Human-in-the-Loop Pattern | Image by Author
This isn’t a lack of automation; it’s intelligent system design acknowledging that certain decisions require human judgment, accountability, or oversight. Agents handle routine work autonomously but escalate specific decisions to people.
Use it when: Decisions involve significant consequences, safety concerns, or subjective judgment that requires human accountability. Examples:
- Financial transactions exceeding authorization thresholds
- Content moderation for edge cases requiring nuanced judgment
- Legal document approval before filing or signing
- Hiring decisions where AI screens but humans decide
Limitations: Human-in-the-loop adds architectural complexity requiring infrastructure for pausing workflows, notifying humans, managing handoffs, and resuming execution. You need clear escalation criteria; without these, you’ll either burden humans with trivial decisions or automate choices that need oversight.
Human-in-the-loop is mandatory for high-stakes applications where errors cause significant harm or where accountability requires human decision-making. The pattern acknowledges that full automation isn’t always the goal; the right balance of machine efficiency and human judgment often delivers better outcomes than either alone.
Wrapping Up
Most pattern decisions reduce to three questions:
- Is the workflow predictable? If yes, sequential patterns win on cost and speed. If no, you need dynamic orchestration.
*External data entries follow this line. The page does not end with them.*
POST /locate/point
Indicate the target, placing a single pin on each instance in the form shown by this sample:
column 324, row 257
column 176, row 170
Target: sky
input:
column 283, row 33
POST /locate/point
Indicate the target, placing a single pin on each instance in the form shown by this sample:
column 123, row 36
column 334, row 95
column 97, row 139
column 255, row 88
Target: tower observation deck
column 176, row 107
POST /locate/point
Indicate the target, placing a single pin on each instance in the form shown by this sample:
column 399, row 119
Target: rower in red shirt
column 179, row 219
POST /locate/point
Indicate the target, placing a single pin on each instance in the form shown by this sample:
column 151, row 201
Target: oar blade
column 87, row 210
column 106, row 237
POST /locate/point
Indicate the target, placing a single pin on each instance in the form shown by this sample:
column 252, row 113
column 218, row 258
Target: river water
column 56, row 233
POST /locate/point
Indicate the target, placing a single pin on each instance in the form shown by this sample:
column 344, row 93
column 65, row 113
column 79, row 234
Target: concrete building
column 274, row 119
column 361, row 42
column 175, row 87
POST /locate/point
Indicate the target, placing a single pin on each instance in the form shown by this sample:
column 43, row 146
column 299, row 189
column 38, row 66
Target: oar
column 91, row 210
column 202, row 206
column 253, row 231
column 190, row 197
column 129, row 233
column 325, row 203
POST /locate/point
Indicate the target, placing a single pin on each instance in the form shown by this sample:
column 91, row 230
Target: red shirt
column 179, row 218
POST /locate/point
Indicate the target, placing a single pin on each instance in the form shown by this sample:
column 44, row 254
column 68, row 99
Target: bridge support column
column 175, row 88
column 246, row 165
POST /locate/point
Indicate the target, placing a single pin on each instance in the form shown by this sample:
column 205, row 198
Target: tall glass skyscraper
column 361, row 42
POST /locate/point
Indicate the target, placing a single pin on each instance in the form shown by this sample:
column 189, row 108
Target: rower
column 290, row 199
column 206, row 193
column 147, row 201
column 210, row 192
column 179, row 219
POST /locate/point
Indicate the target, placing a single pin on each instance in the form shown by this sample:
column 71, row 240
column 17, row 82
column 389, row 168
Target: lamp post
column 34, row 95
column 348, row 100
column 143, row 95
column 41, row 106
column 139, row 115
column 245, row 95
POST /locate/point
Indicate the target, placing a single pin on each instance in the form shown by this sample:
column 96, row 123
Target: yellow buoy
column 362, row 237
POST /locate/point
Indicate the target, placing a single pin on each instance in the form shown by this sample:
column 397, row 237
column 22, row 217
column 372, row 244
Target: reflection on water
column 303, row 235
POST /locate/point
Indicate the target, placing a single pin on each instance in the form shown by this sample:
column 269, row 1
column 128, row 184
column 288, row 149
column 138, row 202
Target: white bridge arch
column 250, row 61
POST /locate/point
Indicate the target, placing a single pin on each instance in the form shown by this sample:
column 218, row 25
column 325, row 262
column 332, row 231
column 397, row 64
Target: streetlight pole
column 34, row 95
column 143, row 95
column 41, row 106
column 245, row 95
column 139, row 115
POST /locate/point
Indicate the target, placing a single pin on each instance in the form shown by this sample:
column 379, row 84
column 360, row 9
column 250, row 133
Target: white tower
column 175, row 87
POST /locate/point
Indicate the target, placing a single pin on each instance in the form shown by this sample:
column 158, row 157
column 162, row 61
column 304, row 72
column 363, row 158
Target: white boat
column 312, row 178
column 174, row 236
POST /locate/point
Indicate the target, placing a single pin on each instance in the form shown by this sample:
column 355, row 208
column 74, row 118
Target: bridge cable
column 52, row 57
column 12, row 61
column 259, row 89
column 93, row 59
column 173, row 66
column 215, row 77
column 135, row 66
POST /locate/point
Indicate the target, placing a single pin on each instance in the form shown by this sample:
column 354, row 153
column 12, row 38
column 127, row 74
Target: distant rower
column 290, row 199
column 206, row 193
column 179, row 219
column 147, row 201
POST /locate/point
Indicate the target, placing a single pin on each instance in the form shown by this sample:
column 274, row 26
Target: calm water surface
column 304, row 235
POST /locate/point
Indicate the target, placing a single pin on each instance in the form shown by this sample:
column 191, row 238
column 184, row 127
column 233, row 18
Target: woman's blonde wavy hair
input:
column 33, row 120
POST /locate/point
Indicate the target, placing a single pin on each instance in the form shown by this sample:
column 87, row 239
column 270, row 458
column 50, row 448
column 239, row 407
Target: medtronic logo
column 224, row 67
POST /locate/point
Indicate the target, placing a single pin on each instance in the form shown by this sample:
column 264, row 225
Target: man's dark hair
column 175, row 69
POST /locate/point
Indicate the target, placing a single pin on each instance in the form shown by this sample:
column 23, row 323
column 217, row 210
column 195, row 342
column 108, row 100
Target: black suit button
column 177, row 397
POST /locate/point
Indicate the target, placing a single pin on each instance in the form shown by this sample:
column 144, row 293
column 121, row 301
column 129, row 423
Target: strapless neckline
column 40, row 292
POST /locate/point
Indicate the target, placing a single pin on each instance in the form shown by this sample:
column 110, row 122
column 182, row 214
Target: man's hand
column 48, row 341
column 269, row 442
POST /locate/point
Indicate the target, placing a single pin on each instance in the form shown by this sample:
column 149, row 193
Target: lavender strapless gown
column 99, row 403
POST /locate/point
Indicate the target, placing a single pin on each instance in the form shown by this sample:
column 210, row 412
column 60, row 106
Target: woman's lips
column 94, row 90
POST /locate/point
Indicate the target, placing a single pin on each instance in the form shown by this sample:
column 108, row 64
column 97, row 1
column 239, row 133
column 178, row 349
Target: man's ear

- Does quality matter more than speed? If yes, add reflection or human-in-the-loop. If no, optimize for direct execution.
- Is the task genuinely complex? If yes, consider multi-agent or planning patterns. If no, start with a single agent and tool use.
The expensive mistake is jumping to complex patterns prematurely. Multi-agent systems are impressive, but single agents with ReAct and appropriate tools handle most real-world tasks effectively. Start simple. Add complexity only when you encounter clear limitations. Monitor costs, latency, and quality metrics. Let production feedback guide your decisions on significant changes.
I hope you found this overview of agentic AI design patterns useful. However, here’s what you should pay attention to: all successful agent systems evolve.
You launch with one pattern, discover its limits, and adapt. Sequential workflows get bottlenecks, so you add parallel processing. Single agents max out their capability, so you move to multi-agent systems. Pure automation makes mistakes, so you insert human checkpoints.
Choose your starting pattern with these patterns in mind. But invest even more heavily in observability, evaluation, and iteration infrastructure. That’s how good patterns become great systems. Happy building!